# Word for the day  behoove



## Josiah (Mar 14, 2015)

behoove


biˈho͞ov


verb formal


it is a duty or responsibility for someone to do something; it is incumbent on. 


"it behooves any coach to study his predecessors"


synonyms:	be incumbent on, be obligatory for, be required of, be expected of, be appropriate for,
it is appropriate or suitable; it befits.


"it ill behooves the opposition constantly to decry the sale of arms to friendly countries"

This word appears in a comment today elsewhere on SF.


----------



## Shirley (Mar 14, 2015)

That reminds me of a quote that my eighth grade teacher had on the wall of her classroom. 

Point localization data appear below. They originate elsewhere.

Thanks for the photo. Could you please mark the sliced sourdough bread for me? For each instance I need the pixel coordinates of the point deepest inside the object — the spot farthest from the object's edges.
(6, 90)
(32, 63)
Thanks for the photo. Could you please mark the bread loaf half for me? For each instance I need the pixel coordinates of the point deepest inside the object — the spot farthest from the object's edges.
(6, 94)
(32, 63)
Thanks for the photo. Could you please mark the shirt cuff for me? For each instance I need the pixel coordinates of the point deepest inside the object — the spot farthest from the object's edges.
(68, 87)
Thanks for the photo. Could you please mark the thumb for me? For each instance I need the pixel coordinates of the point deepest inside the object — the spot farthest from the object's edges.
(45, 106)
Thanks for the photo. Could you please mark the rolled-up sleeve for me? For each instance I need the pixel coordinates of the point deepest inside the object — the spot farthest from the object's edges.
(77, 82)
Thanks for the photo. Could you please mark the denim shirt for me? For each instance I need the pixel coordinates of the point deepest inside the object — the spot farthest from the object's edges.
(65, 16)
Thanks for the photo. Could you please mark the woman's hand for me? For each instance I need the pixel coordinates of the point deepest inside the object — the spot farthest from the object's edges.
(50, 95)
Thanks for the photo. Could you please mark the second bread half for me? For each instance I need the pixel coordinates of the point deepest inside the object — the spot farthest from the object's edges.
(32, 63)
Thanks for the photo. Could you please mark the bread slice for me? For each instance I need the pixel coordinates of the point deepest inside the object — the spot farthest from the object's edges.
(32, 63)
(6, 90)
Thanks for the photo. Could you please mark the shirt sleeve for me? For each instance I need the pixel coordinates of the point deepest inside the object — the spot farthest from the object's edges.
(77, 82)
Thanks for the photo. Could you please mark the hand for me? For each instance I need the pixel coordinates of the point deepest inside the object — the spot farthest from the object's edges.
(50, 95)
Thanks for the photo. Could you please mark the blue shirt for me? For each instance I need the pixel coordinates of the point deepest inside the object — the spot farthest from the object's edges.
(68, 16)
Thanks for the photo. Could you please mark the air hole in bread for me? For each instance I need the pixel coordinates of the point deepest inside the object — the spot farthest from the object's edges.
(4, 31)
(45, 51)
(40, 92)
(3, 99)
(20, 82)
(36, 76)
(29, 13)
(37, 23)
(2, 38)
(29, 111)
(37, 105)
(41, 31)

There is so much good in the worst of us
And so much bad in the best of us
That it hardly behooves any of us
To talk about the rest of us.


----------



## Josiah (Mar 14, 2015)

Should be in every eighth grade classroom, Thanks Shirley


----------



## Shirley (Mar 14, 2015)

I agree.


----------



## Vivjen (Mar 14, 2015)

That is interesting; because in UK it is almost always behove.....pronounced as in elope; behoove is just an add on...


----------



## 911 (Mar 14, 2015)

I don't like this word. I wrote this word in a report years ago and actually misused it, which changed the meaning of the sentence. The report was an arrest report and the Prosecutor called me and gave me the third degree. After that, I kept a dictionary on my desk and used it quite frequently.


----------



## Josiah (Mar 14, 2015)

Vivjen said:


> That is interesting; because in UK it is almost always behove.....pronounced as in elope; behoove is just an add on...




Behove and behoove


Pronounced /bɪˈhuːv/Help with pronunciation


A columnist in my daily paper recently wrote, “My dear Britain, it behoves me to inform you that first, I don’t exactly know what the word “behoves” means, but I do enjoy using it.” It behoves me to make good this deficiency by explaining that it expresses a duty and may be translated as “is required of” or “is incumbent upon”.
When James Murray wrote the definition for the word in what was then The New English Dictionary on Historical Principles (only much later the Oxford English Dictionary) he described it as “mainly a literary word”. Some modern stylists have called it archaic or a fossil, but it’s some way from that, though almost always in writing and very rarely in the spoken language. It is a little better known in the US, where the behoove spelling is standard. British pundits and politicians feel that the occasional behove adds a statesmanlike and elevated air to their utterances, though they risk sounding old-fashioned and pompous.
The origin is Old English behōfian, from bihōf, utility, whose adjective is bihóflíc, useful or necessary. The main sense of the verb was need or necessity.
It’s one of those few expressions in modern English that is almost always impersonal. You or I, or even they, do not generally behove. The empty agent it is usually in charge of the verb. Behove can also appear with negative sense, for which a common marker word in the UK is ill. Ill behoves implies acting inappropriately or improperly, as in this editorial pronouncement from a Sunday newspaper:
In an age of genuine austerity, it ill behoves those who have enough cash to eat as they wish to stand in judgment on those who do not.
The Observer, 10 Feb. 2013.


Americans use this form only rarely, but use behoove with a wider range of modifying words, such as would, might and certainly.


----------



## Vivjen (Mar 14, 2015)

Thanks....there we are!


----------



## RadishRose (Mar 14, 2015)

It behooves me to say..
Have a very nice day!


----------



## Josiah (Mar 14, 2015)

RadishRose said:


> It behooves me to say..
> Have a very nice day!



Thanks to your kind wishes, it has been.


----------



## ronaldj (Mar 14, 2015)

when I was in boot camp the di used that word all the time


----------